Es ist kein Kölner Problem, auch wenn die sportliche Misserfolgsgeschichte, das spezielle Kölner Verhältnis zum ersten Klub in der Stadt sowie möglicherweise die Größe der Stadt Vorkommnisse dieser Art vermutlich eher begünstigen als an anderen Standorten. “Wenn Ihr absteigt, schlagen wir Euch tot” prangte zwar unerträglicherweise als Botschaft an die Mannschaft auch schon am Geissbockheim, ist aber auch aus anderen Standorten bekannt. Auch das ist schon Grenzüberschreitung, eine Drohung, ein Einfordern eines imaginierten Rechtes auf Erfolg. Solche und ähnliche, nicht weniger martialische und gewalttätige Äußerungen finden sich auch in Foren und anderen Social Media-Seiten, vorne weg natürlich auf Facebook. Natürlich ist nicht jeder, der Spieler X oder Y verbal zum Teufel jagt, auch willens diese Botschaft per Hausbesuch zu überliefern. Im Gegenteil, für fast alle ist dieser Gedanke völlig abwegig, wenn nicht sogar für alle, schließlich wissen wir nicht, wer da vor der Haustür des Spielers stand und woher die Motivation für diesen Schwachsinn kam.

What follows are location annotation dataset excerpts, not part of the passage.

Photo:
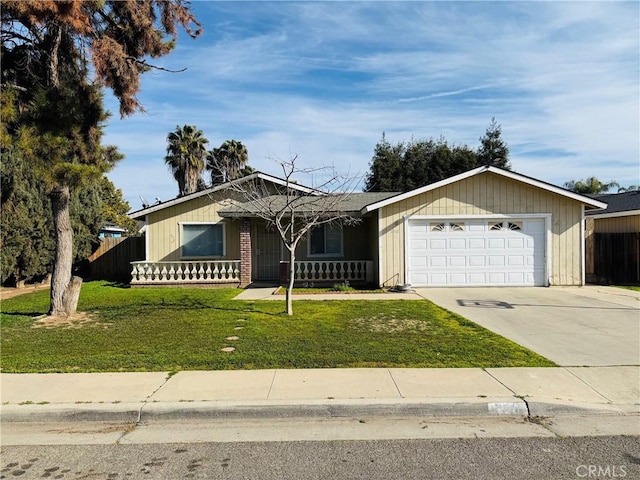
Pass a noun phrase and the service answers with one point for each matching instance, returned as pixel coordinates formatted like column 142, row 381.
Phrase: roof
column 587, row 201
column 140, row 214
column 351, row 203
column 618, row 204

Betrachtet man allerdings Facebookgruppen wie “Pezzoni in die Wüste” ist es nicht schwer vorstellbar, dass da für den einen oder anderen die praktische Umsetzung der ausgesprochenen Drohung nicht allzu fern liegt.
Dass das Internet, wie auch Medien und Stadionstimmung, zu einem Klima beitragen, welches Menschen motiviert, die die oben beschriebene Entmenschlichung der Spieler über die Grenze hinauszutreiben, klingt nicht allzu absurd. Und vielleicht ist das der Punkt, an dem jeder einzelne etwas tun kann, im Stadion, im Gespräch mit anderen oder zu Hause vor dem Rechner: Öfter als zuvor innehalten und sich fragen, welchen Umgang mit den Spielern man da gerade etabliert. Auch wenn zwischen Wort und Tat ohne Frage ein Unterschied liegt.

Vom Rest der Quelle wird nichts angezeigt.